Definition:Regular Supervisory Report (RSR)
📄 Regular Supervisory Report (RSR) is a detailed narrative disclosure that insurance and reinsurance undertakings operating under the Solvency II framework are required to submit to their national supervisory authority. Unlike the publicly available Solvency and Financial Condition Report (SFCR), the RSR is a confidential supervisory document that provides regulators with deeper insight into the firm's business strategy, governance arrangements, risk profile, valuation methodologies, and capital management practices. It forms a cornerstone of the Solvency II Pillar III reporting regime, which governs supervisory reporting and public disclosure for insurers across the European Economic Area.
📝 The RSR is structured around a series of prescribed sections covering the undertaking's business and performance, system of governance, risk profile for each major risk category (including underwriting, market, credit, liquidity, and operational risk), valuation of technical provisions and other balance sheet items, and capital management including the solvency capital requirement and minimum capital requirement calculations. Firms must file the RSR at least every three years, though national supervisory authorities may require more frequent submission — and in practice, many supervisors request updated reports more regularly for firms deemed to present heightened risk.
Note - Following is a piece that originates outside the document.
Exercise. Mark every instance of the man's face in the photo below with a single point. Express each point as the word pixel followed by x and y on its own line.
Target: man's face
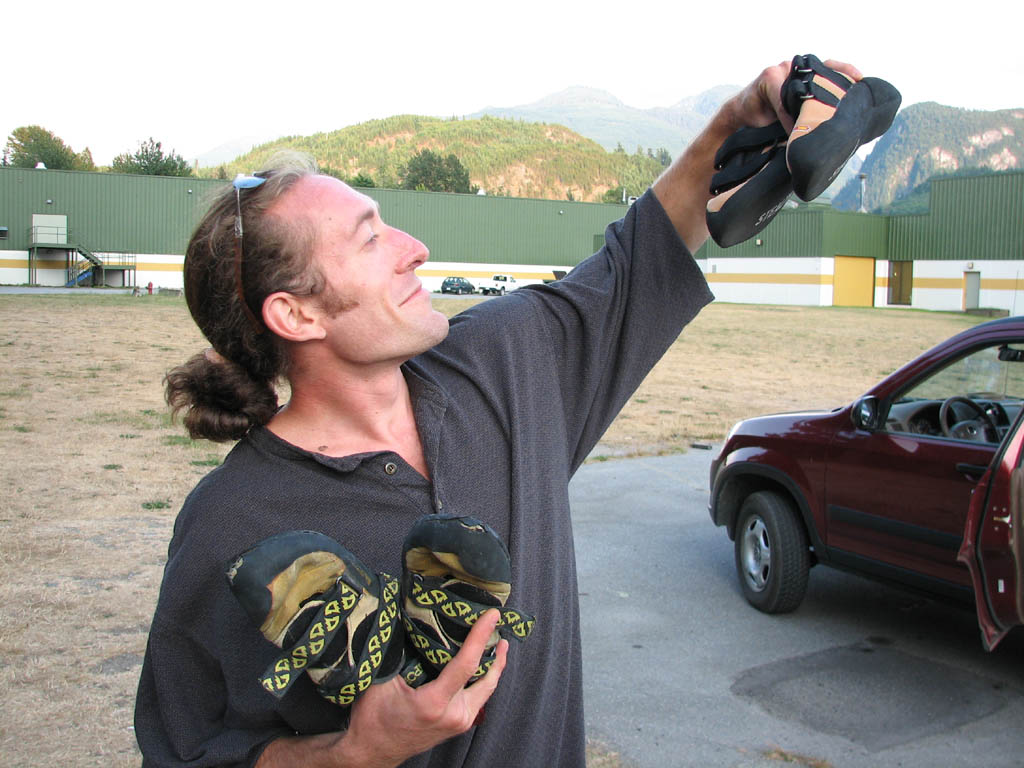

The level of detail expected goes significantly beyond what appears in the SFCR, making the RSR a primary tool through which supervisors assess whether an insurer's own risk and solvency assessment ( ORSA) processes and internal controls are functioning as intended.
🔎 For insurers, preparing the RSR is a resource-intensive exercise that demands coordination across actuarial, risk, finance, compliance, and governance functions. The quality and completeness of the report directly influence the supervisory relationship: a thorough, well-articulated RSR can build confidence and reduce the likelihood of intrusive follow-up reviews, while gaps or inconsistencies may trigger deeper supervisory scrutiny or on-site inspections. RegTech solutions that automate data aggregation and narrative generation have become increasingly important for meeting RSR requirements efficiently. Although the RSR is specific to the Solvency II regime, analogous confidential supervisory reporting obligations exist in other major markets — the NAIC collects detailed financial and risk information from U.S. insurers through statutory filings and the ORSA Summary Report, while frameworks in Bermuda, Singapore, and other jurisdictions impose comparable private disclosures to regulators.